Components and Relations

Components

A component is anything that has a run-time state and some relation with other components. Some component examples are a load balancer, a database server, a network switch, or a business service. It is possible to define custom components, and they can be anything - the granularity and range can be defined according to the needs. Each component is of a specific type. Types can be configured.
A component consists of:
  1. 1.
    The name of the component.
  2. 2.
    An icon in the middle that represents either the component itself or the component type.
  3. 3.
    An inner color represents the component's own health state.
  4. 4.
    An outer color represents the propagated health state. This state depends on other components or relations.

Grouping

Components of the same type and/or state can optionally be grouped together into a single element. Grouped components are represented by a hexagon in the topology visualization. The size of the component group's hexagon in the topology visualization represents the number of components in the group:
  • Less than 100 components = small hexagon
  • 100 to 150 components = medium hexagon
  • More than 150 components = large hexagon
You can customize the grouping of components in the Visuzalization settings.

Relations

A relation connects two components or groups of components. Relations have some similarities with components. Just like a component, they can have a state and a propagated state. In the StackState topology perspective, relations are shown as lines connecting components or component groups.

Relation types

Relations in StackState can be either direct or indirect. The type of relation is indicated by the type of line connecting the components. You can customize the types of relations displayed in the visuzalization settings.
  • Direct relations link two components that have a direct connection to each other.
  • Indirect relations link two components that are connected together via a path of invisible components.
Relation type
Description
A direct relation between two components is indicated by a solid line. The direction of the arrowhead shows the direction of the dependency.
An indirect relation between two components is shown as a dashed line. The direction of the arrowhead shows the direction of the dependency. Click on an indirect relation to view the path between the components in the right-hand pane.
Both a direct relation and an indirect relation between a component and a component group will be shown as a combination of a solid and a dashed line. This type of relation could contain a combination of direct, indirect and/or no relations to one or more components in the group. Click on a grouped relation to view details of the included relations in the right-hand pane.
Click on a relation to view details in the right-hand pane.
Indirect relation path

Dependencies and propagation

If a relation indicates a dependency, the line will have an arrowhead showing the direction of the dependency.
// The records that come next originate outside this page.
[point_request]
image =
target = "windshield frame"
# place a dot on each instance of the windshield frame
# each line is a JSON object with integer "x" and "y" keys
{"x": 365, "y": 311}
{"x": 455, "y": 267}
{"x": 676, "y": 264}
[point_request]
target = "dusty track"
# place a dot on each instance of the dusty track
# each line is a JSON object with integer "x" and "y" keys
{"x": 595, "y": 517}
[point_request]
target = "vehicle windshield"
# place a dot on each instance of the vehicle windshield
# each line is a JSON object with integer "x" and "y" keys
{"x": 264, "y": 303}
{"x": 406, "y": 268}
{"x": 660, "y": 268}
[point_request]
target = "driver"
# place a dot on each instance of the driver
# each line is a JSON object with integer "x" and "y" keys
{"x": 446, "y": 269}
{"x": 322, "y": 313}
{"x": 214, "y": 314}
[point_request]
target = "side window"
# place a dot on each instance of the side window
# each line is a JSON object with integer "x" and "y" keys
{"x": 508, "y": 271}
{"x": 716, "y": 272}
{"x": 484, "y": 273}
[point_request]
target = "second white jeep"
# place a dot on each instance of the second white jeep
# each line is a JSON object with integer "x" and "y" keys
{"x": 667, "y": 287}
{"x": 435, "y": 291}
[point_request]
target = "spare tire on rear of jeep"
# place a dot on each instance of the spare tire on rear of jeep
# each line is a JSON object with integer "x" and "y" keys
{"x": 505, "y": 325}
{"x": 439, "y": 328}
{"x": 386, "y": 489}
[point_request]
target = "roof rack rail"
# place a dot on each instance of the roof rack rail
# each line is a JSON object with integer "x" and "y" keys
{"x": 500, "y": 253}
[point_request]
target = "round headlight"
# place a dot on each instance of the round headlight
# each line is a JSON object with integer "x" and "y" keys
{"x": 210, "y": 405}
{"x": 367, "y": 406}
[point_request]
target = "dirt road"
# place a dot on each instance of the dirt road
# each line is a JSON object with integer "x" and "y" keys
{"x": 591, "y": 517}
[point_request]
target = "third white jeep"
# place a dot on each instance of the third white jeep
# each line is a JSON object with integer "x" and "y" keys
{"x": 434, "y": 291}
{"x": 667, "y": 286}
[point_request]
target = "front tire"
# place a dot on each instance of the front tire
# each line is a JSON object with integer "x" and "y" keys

A dependency could be in one direction or in both directions, indicating that two components depend on each other, for example a network device talking to another networking device that has a bi-directional connection.
Health state will propagate from one component to the next upwards along a chain of dependencies. If the relation does not show a dependency between the components it connects (no arrowhead), it can be considered as merely a line in the visualizer or a connection in the stack topology.